Knowing the spindle RPM and the diameter of your stock you can then determine the stocks surface feet per minute which is used to determine the depth of cut.




Vlad


----------



## pebbleworm (Oct 1, 2014)

I have one and it is fun to use.  And definitely the cheapest speed indicator you can find, if not that precise.  I like it.


----------



## kd4gij (Oct 2, 2014)

I have one. What are thay used for?:thinking: Well thay are fun to play with. Everybody should have one.


----------



## Ebel440 (Oct 8, 2014)

I played with it a little but didn't try it on my lathe yet. I'm guessing you need to time it for a minute and that's your rpm?


----------



## kd4gij (Oct 8, 2014)

Yes it is real hi tec. You just need a watch to use it. ATime it for 1 min or a half min to get your RPM's And then turn it back to "0" by hand.:roflmao:


----------



## pebbleworm (Oct 8, 2014)

It's like taking the pulse of the machine.  If you have a variable speed motor with no tachometer it really is helpful in zeroing in speeds and feeds.  At least for someone who has no claims to being a professional machinist.  If you are dealing with this stuff all day, every day you would have a sense for it.


----------



## mixdenny (Oct 21, 2014)

They still sell them, they are pretty much unchanged in 100 years. The earlier ones are collectible, here is part of my collection.   Dennis


----------



## The Liberal Arts Garage (Feb 29, 2016)

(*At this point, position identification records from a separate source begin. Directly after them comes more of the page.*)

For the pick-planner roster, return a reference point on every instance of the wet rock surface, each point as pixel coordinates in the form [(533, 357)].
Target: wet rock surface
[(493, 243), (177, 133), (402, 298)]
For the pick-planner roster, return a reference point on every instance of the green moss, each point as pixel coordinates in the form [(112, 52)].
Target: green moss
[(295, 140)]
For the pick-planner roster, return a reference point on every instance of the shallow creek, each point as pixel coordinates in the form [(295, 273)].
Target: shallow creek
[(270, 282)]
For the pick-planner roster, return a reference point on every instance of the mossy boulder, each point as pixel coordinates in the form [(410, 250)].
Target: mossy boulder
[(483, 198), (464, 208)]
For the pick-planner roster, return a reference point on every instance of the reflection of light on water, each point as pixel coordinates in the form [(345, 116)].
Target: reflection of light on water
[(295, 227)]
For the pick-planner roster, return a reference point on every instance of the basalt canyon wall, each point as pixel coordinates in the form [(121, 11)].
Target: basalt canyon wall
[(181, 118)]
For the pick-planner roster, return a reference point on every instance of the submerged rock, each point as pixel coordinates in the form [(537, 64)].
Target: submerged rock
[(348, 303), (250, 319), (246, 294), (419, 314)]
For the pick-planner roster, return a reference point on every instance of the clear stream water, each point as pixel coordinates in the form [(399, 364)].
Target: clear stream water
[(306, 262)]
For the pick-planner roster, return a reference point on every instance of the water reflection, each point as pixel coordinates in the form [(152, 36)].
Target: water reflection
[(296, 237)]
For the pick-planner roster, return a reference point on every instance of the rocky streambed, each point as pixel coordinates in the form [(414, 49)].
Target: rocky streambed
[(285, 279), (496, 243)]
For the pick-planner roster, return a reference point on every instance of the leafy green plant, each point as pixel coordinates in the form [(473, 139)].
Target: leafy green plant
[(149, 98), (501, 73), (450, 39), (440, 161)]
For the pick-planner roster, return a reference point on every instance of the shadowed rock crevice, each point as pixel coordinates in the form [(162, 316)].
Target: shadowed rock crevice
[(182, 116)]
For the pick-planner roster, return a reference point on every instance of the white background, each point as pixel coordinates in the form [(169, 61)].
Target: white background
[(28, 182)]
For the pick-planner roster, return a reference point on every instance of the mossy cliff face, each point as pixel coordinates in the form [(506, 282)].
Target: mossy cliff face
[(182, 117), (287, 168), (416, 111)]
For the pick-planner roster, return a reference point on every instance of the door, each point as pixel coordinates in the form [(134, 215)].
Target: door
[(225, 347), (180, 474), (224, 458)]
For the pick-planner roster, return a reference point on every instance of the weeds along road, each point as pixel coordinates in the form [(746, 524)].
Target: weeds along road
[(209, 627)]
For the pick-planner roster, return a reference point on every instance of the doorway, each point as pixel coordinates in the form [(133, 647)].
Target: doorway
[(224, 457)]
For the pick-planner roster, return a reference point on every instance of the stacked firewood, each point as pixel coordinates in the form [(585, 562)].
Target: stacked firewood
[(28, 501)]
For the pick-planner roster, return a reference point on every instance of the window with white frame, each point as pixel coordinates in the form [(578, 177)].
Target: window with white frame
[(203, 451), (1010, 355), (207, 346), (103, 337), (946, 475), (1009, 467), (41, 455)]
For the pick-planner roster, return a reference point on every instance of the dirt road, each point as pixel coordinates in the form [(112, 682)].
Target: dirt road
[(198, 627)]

You're   Mostly right- most useful in o.h. Belt days. The high- tech guy had a horse
timing watch in a hunting case. Gave mine away as a curiosity. ........BLJHB


----------



## 4GSR (Feb 29, 2016)

I bought one new in 1978 to use to set the analog tachometers to the motor RPM's on DC motors back then.  The photocell ones they had back then cost over $1000 bucks! Company was too cheap to buy one.  Now, I have one that that is electronic digital, still photocell, but much smaller scale, that I only paid about $35 bucks for.  The Starrett one was half of my paycheck back then, a whopping $75!  Something like that.  I still have it, too.


----------



## gi_984 (Mar 1, 2016)

I actually picked up one off Craigslist for $20.  I'll eventually get around to checking the actual speeds on some of my machines at different settings.


----------